Ranking the 10 worst contracts in NBA history 2022

The National Basketball Association has been in existence since 1946. It’s gone through multiple expansions and mergers to become what it is now. Over the course of those years, there are sure to be some off-the-wall contracts, especially in the early years before commercialization and major television deals.

However, lessons haven’t always been taken heart, and teams still find ways to make absurd deals. This list of 10 contracts might be the most unfortunate in modern NBA history. But what makes these contracts so terrible?

There are several ways a team could wind up on this list, but the overarching theme is overpaying for the value a team is getting in return. That value isn’t realized, though, for a number of reasons.
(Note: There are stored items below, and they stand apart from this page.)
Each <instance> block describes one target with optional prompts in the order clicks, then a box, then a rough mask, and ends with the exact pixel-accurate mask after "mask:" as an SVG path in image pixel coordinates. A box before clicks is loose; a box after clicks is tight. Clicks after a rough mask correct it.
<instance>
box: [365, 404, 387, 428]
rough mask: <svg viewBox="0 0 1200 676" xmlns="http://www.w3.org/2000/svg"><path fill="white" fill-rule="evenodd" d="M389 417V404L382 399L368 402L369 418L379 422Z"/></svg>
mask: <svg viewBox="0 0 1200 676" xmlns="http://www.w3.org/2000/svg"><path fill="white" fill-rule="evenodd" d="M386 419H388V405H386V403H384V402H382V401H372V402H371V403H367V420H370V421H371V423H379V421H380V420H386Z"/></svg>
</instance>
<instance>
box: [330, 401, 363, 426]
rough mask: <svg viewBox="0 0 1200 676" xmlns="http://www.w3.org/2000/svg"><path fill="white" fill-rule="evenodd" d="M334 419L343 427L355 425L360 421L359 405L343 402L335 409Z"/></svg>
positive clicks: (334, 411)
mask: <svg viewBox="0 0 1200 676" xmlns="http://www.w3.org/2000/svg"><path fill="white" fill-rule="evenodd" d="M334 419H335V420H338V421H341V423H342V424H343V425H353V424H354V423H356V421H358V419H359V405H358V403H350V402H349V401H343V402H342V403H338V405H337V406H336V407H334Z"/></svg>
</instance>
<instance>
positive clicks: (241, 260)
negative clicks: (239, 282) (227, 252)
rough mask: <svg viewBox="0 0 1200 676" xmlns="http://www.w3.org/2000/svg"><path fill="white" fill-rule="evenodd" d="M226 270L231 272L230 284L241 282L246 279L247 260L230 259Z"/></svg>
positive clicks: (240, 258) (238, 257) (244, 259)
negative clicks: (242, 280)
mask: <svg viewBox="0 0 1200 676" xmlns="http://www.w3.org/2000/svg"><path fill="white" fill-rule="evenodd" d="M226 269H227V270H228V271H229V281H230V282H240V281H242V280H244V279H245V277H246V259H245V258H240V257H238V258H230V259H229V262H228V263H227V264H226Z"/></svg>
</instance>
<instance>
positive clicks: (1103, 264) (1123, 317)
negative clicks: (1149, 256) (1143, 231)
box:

Many of the individuals on this list unfortunately suffered terrible injuries, which led to much of the contract not being realized. Sometimes this was just bad luck.

But other instances show teams signing injury-prone players to larger-than-life deals, which are less forgivable. Other contracts on this list, like our first one, are the product of one spurt of great basketball on a big stage that resulted in a contract that’s never been lived up to.

Here are the 10 worst contracts in NBA history

10. Duncan Robinson (5 years, $90 million)

Duncan Robinson started off his college basketball career in the unlikeliest of places, Williams College in Western Massachusetts. He eventually transferred to the University of Michigan where he became the Big Ten’s Sixth Man of the Year. Robinson went undrafted but signed a summer league contract with the Miami Heat, where he played well.

He made his way through the G League but eventually got an opportunity to play for the Heat during the 2019-20 season, when Jimmy Butler went out with injury. He continued to be a valuable 3-point shooter through the playoffs, and his success continued the following season, averaging 13.1 points per game, with a 40-plus 3-point shooting percentage.

As a result, the Heat signed Robinson to a five-year, $90 million contract — the largest ever to an undrafted player. Unfortunately, Robinson’s honeymoon soon faded. He started coming off the bench in the 2021-22 season, his 3-point percentage fell below 40 percent, and his points dipped to 10.9 per game.

Robinson had been considered a strong trade prospect at times, but no other team has been interested in eating this massive contract for a deep bench player. While Robinson may have had a few moments of glory, the Heat surely regret making this deal in 2021.